Some final thoughts on this case: The Court has clearly taken a stance that pointing a gun at someone if there is no intent to use it falls within the "use of non-deadly force" and that under the right circumstances, that conduct can be justified as self-defense or defense of others. However, given long-standing prosecutorial practices, the person who does this may well be charged with 2 felonies: felonious assault (where the gun was pointed at someone even without the requisite intent to fire the weapon) and "felony firearm" (using a firearm in the commission of a felony). The "felony firearm" charge comes with a MANDATORY 2 year prison sentence in Michigan if convicted. However, the Court in this case always referred to the defendant's conduct as "brandishing" not "felony assault" such as how she was charged. This *may* hint that the Court, under the right circumstances, may not be favorably inclined to allow stand a felony assault and felony firearm conviction in a brandishing case, especially where there are facts strongly supporting a self-defense or defense of others affirmative defense justification.

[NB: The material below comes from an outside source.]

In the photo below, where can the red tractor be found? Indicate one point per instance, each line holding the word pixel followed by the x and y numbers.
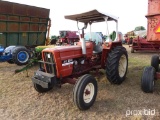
pixel 151 73
pixel 72 64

Finally, for the legal practitioner, do NOT be afraid to push the prosecution and trial judge on the issue of a jury instruction supporting the use of non-deadly force in the right scenario. Convincing a jury that your client was justified in using non-deadly force is a much lower hurdle to get across than convincing a jury that the use of deadly force was justified. While that may well seem obvious and pointless a point to make, when in the face of a scoffing prosecutor and a former prosecutor-turned-judge trial judge, the pressure is intense to treat these sorts of cases as deadly force cases. That does appear, perhaps, to have also occurred in this case, and I have personally had to fight tooth-and-nail in certain of my defense cases for the non-deadly force instruction against both a prosecutor and a judge who were absolutely adamant that because a gun was involved the force used was therefore "deadly force." If you cannot get the instruction you want, ABSOLUTELY make sure your objection is on the record.